La musique, comme l’art en général, n’a pas vocation à se dévoiler dans l’instant, mais devrait inviter à l’écoute a posteriori, dans la mémoire de l’auditeur.
Une orientation unique de la perception par un impact spectaculaire sans différenciation ni articulation formelle transforme la partition en un objet de consommation immédiate, aussitôt oublié. Ce genre de produit sonore a quelque chose d’antidémocratique : il ne laisse aucun choix à l’auditeur-consommateur, c’est même un obstacle à la pensée et au sentiment personnels. Il est à noter que ce type d’œuvre évite le plus souvent toute dimension mélodique, donc de chant, de contrechant et de polyphonie, ces caractéristiques et ces dimensions musicales qui représentent pour moi une métaphore de l’espace démocratique et ontologique. Les exclure a priori, pour se limiter à des textures globales indifférenciées, m’apparaît comme un autre écueil.

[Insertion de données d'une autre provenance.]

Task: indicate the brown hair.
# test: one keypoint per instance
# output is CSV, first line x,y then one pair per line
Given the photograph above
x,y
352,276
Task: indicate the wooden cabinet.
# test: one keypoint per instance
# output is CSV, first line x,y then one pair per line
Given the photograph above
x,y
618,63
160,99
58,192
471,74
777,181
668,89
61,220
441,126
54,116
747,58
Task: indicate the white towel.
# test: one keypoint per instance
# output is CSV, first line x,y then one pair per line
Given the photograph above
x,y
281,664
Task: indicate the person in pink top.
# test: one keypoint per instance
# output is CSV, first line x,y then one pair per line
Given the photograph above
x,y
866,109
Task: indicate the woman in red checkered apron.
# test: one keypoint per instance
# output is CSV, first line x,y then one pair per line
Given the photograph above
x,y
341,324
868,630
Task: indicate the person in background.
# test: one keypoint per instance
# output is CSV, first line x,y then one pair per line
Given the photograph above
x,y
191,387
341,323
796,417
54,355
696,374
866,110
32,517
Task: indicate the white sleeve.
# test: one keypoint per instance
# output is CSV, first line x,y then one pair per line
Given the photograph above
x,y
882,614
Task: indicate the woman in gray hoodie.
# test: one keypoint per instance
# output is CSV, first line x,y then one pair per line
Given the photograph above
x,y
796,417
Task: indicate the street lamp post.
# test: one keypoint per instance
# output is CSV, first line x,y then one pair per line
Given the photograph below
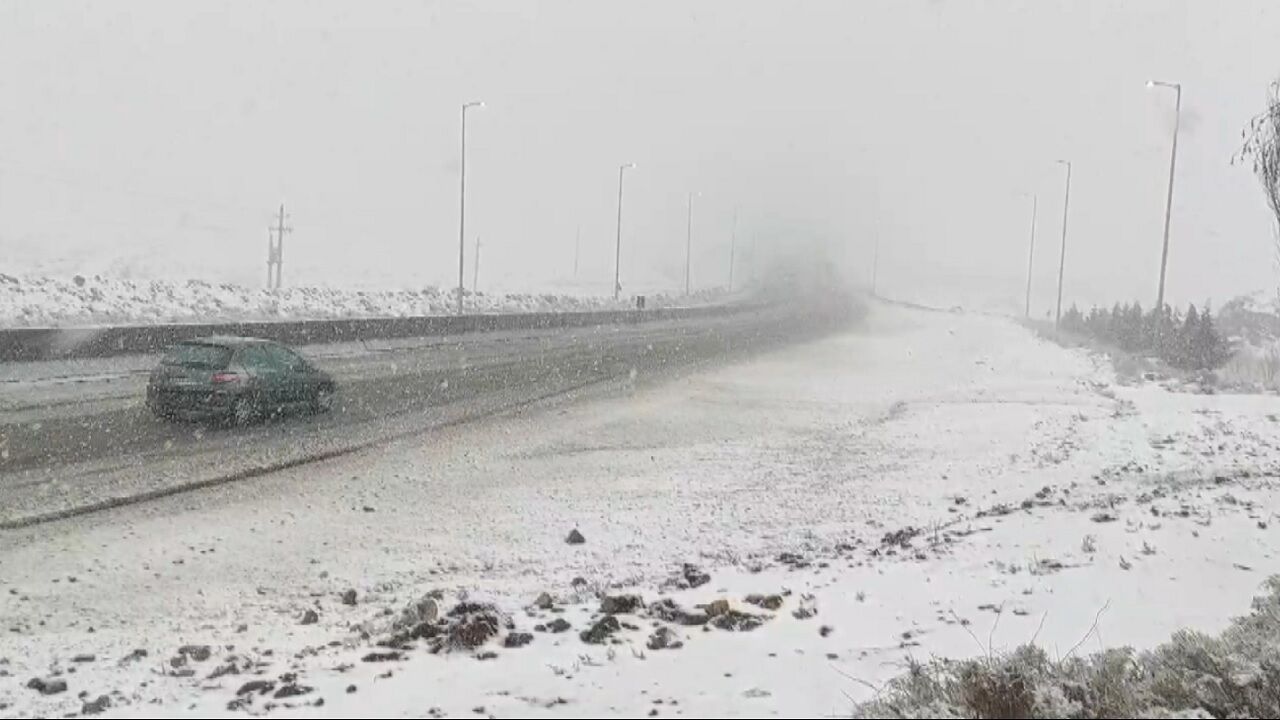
x,y
1169,200
1031,256
1061,261
617,247
462,204
689,245
732,246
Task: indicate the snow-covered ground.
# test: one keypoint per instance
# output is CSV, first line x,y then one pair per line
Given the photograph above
x,y
78,300
931,484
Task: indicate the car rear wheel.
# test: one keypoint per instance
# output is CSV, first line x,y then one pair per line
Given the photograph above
x,y
323,401
243,411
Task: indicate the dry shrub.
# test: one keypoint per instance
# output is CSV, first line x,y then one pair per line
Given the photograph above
x,y
1192,675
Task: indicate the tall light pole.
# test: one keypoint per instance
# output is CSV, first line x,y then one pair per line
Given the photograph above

L’écoute s’inscrit dans des relations que la notation a dû conquérir pas à pas, du moment que l’écriture paramétrique ne pouvait plus exprimer tous les phénomènes sonores mis en jeu. La variété des sonorités en acte, par des relations de notes et/ou de sons complexes ou bruités, a contribué à élargir l’espace relatif des hauteurs à un espace relatif des fréquences, des timbres et des sonorités. Et c’est à l’intérieur de cet espace que se joue la musique d’aujourd’hui.
Concevoir et écouter ainsi la musique, c’est étendre notre perception et notre entendement. L’espace des possibles est ouvert et pluriel, au-delà de la malédiction des malentendus.